Well what has happened is that good ideas tend to be reused. Either the same programmer or a different programmer also thought it would be a good idea to use a "flag" variable in a data step. But they didn't think to drop it from the output dataset. So the flag variable is already in the input dataset. With each observation you are reading you could be resetting your flag variable. And THIS is why the output dataset is not as you expected it to be.
If you are lucky then this problem will drive you mad and stop you making further progress until you have spotted the problem. If you are unlucky (which is far more likely) then errors will be introduced that you have not spotted. This sort of convoluted logic is more often found in efficacy analysis where accuracy is of the utmost importance. So it will be the efficacy programmer or statistician who make the above mistake. Their turn to be dead meat.
I've kept this example as simple as possible. Take a look at the following log and the print.
87 data tmt;
88 subj=1;tmtarm='On drug';output;
89 subj=2;tmtarm='Placebo';output;
90 run;
NOTE: The data set WORK.TMT has 2 observations and 2 variables.
NOTE: DATA statement used: real time 0.05 seconds
91
92 data aes;
93 length ae $ 10;
94 subj=1;ae='cough';output;
95 subj=1;ae='cold';output;
96 subj=1;ae='vomiting';output;
97 subj=1;ae='death';output;
98 subj=2;ae='flu';output;
99 run;
NOTE: The data set WORK.AES has 5 observations and 2 variables.
NOTE: DATA statement used: real time 0.00 seconds
100
101 data bad;
102 merge tmt(in=_tmt) aes(in=_aes);
103 by subj;
104 if _tmt and _aes;
105 if subj EQ 1 and ae='cold' then tmtarm='Placebo'; /* data fix
*/
106 run;
NOTE: There were 2 observations read from the data set WORK.TMT.
NOTE: There were 5 observations read from the data set WORK.AES.
NOTE: The data set WORK.BAD has 5 observations and 3 variables.
NOTE: DATA statement used: real time 0.10 seconds
107
108 options nocenter;
109 proc print data=bad;
110 run;
NOTE: There were 5 observations read from the data set WORK.BAD.
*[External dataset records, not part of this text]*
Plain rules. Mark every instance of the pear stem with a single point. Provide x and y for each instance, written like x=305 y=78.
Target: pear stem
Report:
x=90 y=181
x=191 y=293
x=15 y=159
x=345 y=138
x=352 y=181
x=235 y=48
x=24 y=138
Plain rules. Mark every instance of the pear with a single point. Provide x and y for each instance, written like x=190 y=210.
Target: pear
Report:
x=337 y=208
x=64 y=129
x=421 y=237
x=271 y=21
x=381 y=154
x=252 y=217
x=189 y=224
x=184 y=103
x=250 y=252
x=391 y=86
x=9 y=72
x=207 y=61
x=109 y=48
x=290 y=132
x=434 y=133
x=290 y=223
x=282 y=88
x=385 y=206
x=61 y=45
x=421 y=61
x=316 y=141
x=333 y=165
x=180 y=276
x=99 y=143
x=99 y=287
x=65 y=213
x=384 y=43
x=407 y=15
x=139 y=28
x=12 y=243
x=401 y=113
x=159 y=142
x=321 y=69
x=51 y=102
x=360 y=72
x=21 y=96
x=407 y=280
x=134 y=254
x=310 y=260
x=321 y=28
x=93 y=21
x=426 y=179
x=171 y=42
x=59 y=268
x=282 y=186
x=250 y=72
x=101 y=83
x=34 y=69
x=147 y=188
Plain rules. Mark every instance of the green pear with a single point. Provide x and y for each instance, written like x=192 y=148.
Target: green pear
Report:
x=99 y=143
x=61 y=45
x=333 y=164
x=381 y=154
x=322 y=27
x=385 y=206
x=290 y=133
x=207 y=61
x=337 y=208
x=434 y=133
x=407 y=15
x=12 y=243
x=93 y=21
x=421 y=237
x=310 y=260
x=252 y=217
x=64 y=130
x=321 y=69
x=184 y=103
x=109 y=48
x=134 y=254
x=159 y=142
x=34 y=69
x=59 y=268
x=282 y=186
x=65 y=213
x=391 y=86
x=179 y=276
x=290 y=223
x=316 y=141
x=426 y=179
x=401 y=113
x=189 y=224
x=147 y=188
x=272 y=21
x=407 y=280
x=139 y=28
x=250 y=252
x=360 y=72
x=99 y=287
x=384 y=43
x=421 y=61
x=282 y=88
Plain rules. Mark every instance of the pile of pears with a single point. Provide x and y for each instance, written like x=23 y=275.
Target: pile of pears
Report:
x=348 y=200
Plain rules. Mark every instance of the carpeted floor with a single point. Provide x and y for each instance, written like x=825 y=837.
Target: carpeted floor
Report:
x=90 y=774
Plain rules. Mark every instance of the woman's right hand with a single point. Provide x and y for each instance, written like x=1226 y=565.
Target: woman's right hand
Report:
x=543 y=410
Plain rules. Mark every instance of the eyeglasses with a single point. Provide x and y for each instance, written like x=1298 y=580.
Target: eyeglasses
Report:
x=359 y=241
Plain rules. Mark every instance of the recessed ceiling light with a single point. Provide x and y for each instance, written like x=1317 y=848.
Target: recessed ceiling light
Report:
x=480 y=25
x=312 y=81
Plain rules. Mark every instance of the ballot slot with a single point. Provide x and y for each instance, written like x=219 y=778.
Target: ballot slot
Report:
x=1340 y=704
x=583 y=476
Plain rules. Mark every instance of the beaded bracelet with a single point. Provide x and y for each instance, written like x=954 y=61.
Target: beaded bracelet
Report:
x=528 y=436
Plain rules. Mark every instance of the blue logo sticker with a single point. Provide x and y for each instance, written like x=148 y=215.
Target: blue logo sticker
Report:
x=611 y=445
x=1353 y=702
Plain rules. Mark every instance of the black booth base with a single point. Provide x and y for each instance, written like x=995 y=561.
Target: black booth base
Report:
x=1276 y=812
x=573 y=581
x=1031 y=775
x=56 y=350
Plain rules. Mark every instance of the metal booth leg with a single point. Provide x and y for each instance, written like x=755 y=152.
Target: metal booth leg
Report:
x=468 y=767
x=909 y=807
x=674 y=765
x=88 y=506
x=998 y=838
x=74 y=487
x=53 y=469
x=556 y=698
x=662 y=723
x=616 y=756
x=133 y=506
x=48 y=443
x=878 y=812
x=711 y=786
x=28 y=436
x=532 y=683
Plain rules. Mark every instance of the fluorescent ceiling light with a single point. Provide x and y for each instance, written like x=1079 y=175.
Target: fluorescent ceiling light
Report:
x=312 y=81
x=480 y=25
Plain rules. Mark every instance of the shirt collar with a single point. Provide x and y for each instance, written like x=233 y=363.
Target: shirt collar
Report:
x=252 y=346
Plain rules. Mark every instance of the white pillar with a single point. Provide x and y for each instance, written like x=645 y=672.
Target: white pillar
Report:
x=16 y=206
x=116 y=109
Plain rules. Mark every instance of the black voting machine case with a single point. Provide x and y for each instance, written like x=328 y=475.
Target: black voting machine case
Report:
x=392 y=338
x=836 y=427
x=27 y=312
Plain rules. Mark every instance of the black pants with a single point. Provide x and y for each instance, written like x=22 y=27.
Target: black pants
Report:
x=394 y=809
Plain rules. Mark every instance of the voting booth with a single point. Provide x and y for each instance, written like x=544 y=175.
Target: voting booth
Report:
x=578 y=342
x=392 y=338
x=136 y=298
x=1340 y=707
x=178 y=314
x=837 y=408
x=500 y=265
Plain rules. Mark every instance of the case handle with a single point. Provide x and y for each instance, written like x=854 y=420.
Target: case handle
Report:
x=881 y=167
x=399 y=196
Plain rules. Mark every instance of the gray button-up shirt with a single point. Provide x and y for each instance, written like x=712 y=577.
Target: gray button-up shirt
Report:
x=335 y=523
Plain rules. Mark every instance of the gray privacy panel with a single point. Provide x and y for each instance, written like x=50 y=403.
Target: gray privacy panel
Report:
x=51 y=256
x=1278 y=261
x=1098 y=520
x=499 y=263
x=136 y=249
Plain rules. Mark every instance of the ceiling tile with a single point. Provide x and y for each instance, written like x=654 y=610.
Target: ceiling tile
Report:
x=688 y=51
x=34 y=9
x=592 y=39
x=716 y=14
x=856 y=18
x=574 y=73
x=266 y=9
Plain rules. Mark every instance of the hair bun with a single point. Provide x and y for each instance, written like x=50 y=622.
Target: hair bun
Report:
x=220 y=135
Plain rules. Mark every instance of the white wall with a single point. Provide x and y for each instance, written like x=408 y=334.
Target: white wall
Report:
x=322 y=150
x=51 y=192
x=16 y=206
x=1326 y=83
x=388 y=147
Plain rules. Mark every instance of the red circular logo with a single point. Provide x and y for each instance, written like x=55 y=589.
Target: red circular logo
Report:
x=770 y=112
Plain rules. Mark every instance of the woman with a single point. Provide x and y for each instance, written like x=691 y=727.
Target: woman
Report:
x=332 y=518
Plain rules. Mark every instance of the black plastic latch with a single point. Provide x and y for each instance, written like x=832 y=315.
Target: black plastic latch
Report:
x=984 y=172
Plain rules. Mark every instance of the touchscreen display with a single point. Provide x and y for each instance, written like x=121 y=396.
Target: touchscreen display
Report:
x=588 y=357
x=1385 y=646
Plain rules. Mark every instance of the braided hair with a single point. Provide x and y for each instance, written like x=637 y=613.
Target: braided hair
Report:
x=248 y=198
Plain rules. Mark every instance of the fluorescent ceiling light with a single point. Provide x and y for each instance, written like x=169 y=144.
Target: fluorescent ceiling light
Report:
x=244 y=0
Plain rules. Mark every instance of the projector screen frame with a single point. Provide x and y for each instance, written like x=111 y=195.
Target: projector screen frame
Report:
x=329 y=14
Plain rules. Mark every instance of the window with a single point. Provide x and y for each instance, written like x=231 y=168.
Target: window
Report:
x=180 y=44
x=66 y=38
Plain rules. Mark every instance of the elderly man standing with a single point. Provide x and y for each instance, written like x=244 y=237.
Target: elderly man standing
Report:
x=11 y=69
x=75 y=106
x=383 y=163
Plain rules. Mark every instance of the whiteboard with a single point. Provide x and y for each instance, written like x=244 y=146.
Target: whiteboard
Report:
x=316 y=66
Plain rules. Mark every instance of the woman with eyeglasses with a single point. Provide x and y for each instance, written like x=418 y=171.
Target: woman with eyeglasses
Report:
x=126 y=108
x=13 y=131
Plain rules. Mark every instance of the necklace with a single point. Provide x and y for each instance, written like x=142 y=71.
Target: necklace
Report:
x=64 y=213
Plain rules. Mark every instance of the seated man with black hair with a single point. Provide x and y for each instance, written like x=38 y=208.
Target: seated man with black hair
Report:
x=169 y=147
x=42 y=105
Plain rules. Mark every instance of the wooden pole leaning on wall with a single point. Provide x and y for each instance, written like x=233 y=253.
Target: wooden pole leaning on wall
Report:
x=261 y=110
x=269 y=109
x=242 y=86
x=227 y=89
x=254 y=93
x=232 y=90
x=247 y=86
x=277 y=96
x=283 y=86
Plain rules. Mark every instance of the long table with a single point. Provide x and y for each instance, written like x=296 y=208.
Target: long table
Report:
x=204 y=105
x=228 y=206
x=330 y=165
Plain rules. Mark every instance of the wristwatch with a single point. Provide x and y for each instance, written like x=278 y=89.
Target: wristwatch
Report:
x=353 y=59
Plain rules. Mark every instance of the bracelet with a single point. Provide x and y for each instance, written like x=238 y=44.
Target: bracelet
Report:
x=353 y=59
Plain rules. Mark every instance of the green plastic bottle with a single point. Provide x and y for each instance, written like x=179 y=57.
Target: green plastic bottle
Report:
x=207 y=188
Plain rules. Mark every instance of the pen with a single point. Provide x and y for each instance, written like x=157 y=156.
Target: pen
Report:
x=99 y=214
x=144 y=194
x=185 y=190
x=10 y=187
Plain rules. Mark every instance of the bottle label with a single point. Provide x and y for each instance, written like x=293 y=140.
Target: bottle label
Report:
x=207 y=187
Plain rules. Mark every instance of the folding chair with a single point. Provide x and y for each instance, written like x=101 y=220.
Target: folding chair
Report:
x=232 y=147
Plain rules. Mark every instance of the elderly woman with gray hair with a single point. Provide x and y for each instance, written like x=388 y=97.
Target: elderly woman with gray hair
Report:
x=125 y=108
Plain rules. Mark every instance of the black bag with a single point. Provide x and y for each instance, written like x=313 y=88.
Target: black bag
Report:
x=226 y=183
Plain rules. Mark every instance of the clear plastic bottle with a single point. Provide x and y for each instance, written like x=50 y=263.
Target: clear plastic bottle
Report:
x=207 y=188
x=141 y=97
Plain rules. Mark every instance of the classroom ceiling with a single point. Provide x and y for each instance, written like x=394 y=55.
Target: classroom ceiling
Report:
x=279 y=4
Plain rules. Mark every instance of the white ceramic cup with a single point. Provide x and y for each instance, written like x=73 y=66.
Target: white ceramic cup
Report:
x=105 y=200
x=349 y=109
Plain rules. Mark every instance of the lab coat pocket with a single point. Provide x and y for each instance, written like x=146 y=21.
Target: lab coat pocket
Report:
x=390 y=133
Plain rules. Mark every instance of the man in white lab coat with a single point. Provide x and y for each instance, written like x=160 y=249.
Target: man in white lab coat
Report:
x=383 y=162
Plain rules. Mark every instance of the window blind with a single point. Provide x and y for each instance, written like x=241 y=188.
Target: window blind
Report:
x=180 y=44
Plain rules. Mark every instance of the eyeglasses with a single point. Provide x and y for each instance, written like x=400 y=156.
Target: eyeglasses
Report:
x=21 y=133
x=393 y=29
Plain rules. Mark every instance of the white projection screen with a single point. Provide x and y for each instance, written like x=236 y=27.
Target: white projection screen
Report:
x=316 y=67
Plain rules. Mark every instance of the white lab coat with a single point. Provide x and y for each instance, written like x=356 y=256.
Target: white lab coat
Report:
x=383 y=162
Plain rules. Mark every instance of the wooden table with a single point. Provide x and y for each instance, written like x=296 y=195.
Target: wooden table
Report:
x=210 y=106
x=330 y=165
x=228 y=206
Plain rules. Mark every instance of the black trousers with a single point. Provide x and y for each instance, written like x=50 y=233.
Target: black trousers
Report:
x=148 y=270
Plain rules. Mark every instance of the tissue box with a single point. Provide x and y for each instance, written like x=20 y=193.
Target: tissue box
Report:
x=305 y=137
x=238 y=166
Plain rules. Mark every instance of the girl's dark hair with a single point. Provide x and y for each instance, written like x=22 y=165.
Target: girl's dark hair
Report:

NOTE: PROCEDURE PRINT used: real time 0.00 seconds
Obs subj tmtarm ae
1 1 On drug cough
2 1 Placebo cold
3 1 Placebo vomitting
4 1 Placebo death
5 2 Placebo flu
If you look at the above you will see that although it was intended to move subj=1 ae of "cold" to the placebo group only, this setting has remained for the following aes. "Vomiting" and "death" are now in the Placebo arm when they should have been in the "On Drug" arm.
Maybe you make a few errors like that and some serious AEs that happened on drug are assigned to the Placebo arm. Your submission goes to the FDA with a table that shows that just as many serious AEs happened on placebo as on drug. Your drug gets approved. It goes to market. Then somebody later discovers your little "faux pas" and are obliged to report it to the FDA. You get a multi-million dollar fine and your drug gets pulled. They send the auditors in to audit your entire Biometrics department at your company's expense. Oops!
Make this mistake and report a serious AE in the wrong treatment arm and you are dead meat. Fail to spot it during a QC and you are dead meat.
Make that mistake as a programmer and you can plead ignorance. You can say "Oh, it is? I didn't realize that". Make that mistake as a stato and you get a red face. Keep making that mistake as programmers and statos and keep reissuing tables and you manager is dead meat.